The fact that beds of ashes are good for fires strikes me as a wonderful metaphor for understanding what spiritual activism means to me now in the decade of my 60’s. I tend to equate “activism” with full tilt advocacy. In my 20’s, 30’s and 40’s that is certainly what it meant. Yet recently I watched a re-airing of PBS’  Freedom Riders and an exchange between an older couple and the Freedom Riders jumped out at me. The conversation reminds me of why that bed of ashes can be so important to the logs that are burning.

As you may recall, the brave women and men who made up one of the Freedom Riders’ groups were first jailed by Bull Connor in Birmingham.

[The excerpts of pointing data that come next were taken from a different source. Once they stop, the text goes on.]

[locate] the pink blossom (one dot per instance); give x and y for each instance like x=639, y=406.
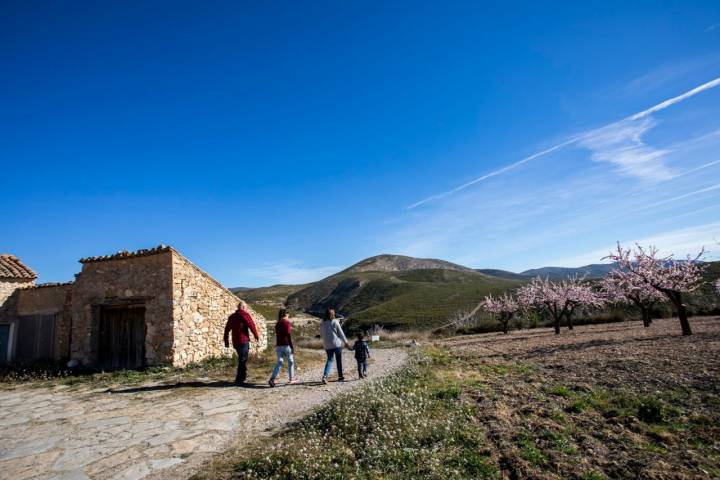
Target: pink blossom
x=668, y=276
x=560, y=299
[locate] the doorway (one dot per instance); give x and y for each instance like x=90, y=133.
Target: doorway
x=4, y=343
x=121, y=339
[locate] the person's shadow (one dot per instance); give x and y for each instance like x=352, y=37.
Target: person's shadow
x=198, y=384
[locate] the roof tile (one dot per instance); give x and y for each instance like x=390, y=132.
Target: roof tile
x=12, y=268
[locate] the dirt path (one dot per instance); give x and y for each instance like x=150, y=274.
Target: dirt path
x=152, y=431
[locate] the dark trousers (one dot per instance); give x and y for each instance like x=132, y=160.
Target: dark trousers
x=362, y=368
x=242, y=350
x=337, y=353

Then, in the middle of the night, they were whisked away and abandoned on an empty road near the Tennessee border. They needed desperately to find a safe place to stay. Read what happened next:

William Harbour, Freedom Rider: We didn’t know if the Ku Klux Klan was following us. We didn’t know where we was located. We saw no telephone to make any calls. We had to find a place to hide.

John Lewis, Freedom Rider: We came upon a old house that was fallen, knocked on the door, said, ‘We are the Freedom Riders. Please let us in.’
William Harbour, Freedom Rider: Older gentlemen came to the door. He said, ‘Mm-nh, mm-nh, ya’ll can’t come in here.’
Catherine Burks-Brooks, Freedom Rider: My mother had always told me that you need some help, then you try to talk to the lady of the house. And I said, ‘Let’s talk loud and wake up his wife.’

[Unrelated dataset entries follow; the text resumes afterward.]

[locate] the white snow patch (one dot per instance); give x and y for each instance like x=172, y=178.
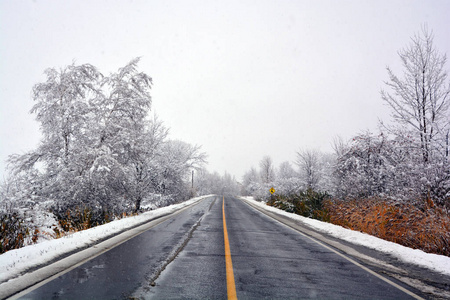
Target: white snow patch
x=15, y=262
x=439, y=263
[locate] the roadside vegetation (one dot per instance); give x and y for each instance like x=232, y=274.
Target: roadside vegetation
x=394, y=184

William Harbour, Freedom Rider: Few minutes later, we knocked on the door again, and his wife came to the door with him. And she– we told her we were the Freedom Riders, she said, ‘Ya’ll chil’en, come on in.’      (from the transcript of American Experience, Freedom Riders)

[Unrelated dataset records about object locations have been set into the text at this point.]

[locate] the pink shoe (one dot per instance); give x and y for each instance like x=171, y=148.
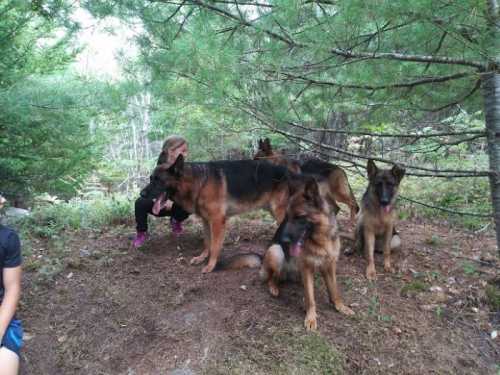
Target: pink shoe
x=140, y=238
x=176, y=226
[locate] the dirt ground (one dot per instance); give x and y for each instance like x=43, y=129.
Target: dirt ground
x=110, y=309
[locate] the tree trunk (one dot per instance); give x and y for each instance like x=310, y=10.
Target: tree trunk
x=491, y=94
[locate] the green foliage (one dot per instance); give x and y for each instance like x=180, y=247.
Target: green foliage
x=305, y=353
x=46, y=144
x=78, y=214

This image is so powerful to me. These courageous people on the side of the road. The understandably cautious “older gentleman.” Freedom Rider Catherine Burks-Brooks recalling what her mother always told her, and directing the group to talk loud enough to wake up the wife. And then, of course, the older woman saying “Come on in.”

Many ways exist to be a spiritually grounded activist. One is to be a brightly burning advocate that goes out into the world and confronts injustice. But sometimes we may be more like the ashes in my fireplace. We’ve burned brightly, or perhaps just steadily. We are present. We are ready. Maybe we are even waiting for a time when there is a knock on our door. We may hesitate because we know what trouble we can get into. But then we find ourselves saying to those others who have taken up an important cause and need a bed on which to rest,  “Come on in.”